"Look here, don't be absurd," urged Merle. "We want to see the Bower again, and we're going there this afternoon. You can please yourself whether you come with us or not."

"But I don't think we quite remember the way," added Mavis artfully. "It would be so very tiresome if we were to lose ourselves."

Of course that settled it. Bevis was bound to offer himself as guide, and by the time they started he appeared to be in a smoother temper. He whistled quite cheerily as he slung a shooting-bag over his back. He gave the girls three guesses each as to its contents, but would not tell them whether they were right or wrong.

"You'll see when you get there," he replied, and went on whistling softly to himself.

By mutual but unacknowledged consent they walked by an upper way across the fields. It was a little longer, but it avoided all possibility of meeting the Glyn Williams anywhere in the village. To run up against them would have been most embarrassing. As it was, nobody mentioned even their names. The girls, having once "put their foot in it", were cautious, and avoided all reference to The Warren.

Fortunately their backs were turned in that direction, as they walked towards the headland.

When they reached Blackthorn Bower they found an immense surprise awaiting them. Bevis must have been very busy during the time which had intervened since their last visit. He had taken some of the stones from the old wall, and some sods and some branches, and had constructed a kind of beehive hut, such as must have been used by the primitive dwellers in these islands.
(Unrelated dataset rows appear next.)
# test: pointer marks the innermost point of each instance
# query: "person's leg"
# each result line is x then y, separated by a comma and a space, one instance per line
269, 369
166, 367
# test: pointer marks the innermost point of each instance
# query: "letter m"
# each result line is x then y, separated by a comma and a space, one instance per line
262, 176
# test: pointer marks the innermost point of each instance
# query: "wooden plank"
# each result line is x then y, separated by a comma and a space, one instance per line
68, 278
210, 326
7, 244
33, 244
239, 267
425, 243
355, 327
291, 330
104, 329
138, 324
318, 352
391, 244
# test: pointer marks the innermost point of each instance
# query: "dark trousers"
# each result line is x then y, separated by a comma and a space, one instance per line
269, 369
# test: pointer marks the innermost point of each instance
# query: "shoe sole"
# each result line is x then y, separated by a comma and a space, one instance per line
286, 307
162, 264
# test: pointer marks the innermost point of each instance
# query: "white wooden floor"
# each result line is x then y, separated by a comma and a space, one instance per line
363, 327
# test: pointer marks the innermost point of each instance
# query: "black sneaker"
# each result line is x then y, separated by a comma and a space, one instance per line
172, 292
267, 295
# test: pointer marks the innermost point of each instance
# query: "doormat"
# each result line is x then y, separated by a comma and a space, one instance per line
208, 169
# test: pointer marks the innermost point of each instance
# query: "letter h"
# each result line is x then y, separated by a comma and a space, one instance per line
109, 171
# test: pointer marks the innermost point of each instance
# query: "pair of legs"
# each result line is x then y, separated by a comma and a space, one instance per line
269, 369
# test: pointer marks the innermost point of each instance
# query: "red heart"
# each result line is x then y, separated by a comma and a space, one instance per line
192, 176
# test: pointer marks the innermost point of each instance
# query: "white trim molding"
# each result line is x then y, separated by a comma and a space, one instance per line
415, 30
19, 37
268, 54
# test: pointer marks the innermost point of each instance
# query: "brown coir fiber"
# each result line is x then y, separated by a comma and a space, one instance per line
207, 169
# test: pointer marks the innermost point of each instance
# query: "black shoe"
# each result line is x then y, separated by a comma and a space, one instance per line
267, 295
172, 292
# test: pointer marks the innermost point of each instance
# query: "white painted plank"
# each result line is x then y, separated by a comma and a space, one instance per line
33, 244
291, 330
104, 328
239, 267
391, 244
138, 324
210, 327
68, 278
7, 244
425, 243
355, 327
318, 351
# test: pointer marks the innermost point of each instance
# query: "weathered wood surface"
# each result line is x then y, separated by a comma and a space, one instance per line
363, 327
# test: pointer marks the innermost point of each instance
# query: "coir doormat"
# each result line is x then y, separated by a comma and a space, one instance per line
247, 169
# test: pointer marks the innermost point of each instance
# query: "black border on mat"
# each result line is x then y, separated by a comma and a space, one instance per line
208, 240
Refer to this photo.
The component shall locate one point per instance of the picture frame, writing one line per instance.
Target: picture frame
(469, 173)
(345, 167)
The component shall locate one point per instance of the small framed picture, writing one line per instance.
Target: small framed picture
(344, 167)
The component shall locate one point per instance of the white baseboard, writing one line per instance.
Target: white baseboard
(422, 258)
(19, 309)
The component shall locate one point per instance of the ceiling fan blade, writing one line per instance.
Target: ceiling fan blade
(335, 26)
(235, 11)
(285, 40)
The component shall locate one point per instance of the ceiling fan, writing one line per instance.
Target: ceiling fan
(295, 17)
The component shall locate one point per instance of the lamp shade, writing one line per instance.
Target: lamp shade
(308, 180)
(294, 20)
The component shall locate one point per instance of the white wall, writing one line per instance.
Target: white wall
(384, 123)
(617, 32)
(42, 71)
"It's just the sort of thing they lived in in the Bronze Age," he explained. "I borrowed one of Mr. Barnes's books, Antiquities of Devonshire, and it gave a fancy picture of what some of the prehistoric villages probably looked like. The only bit I altered was the doorway. I made it big, so that we could see out of it; and of course they had low holes that they crawled through, and blocked with a stone."

Mavis and Merle were delighted with the structure raised in their honour. They had been keen on history at Whinburn High School, and had studied the Stone and Bronze Ages under an interesting teacher, so that it was particularly fascinating to find what seemed as good as a real live specimen of a house of the period actually before their eyes. They went inside at once and took possession. There were some logs for seats, and a big stone for a table placed in the middle of the hut. While they were examining these, Bevis slung his shooting-bag carefully from his shoulder and began to unpack it. Then he produced what he evidently considered his masterpiece.

There was a small quarry near Chagmouth whence China clay was shipped. He had begged a big lump of this, kneaded it and moulded it into handleless cups, and had baked them in the oven at the farm. They were, of course, roughly made, but they much resembled prehistoric pottery, even to the willow-withe markings which he had put on them. They were stained on the outside, one red, one blue, and one yellow.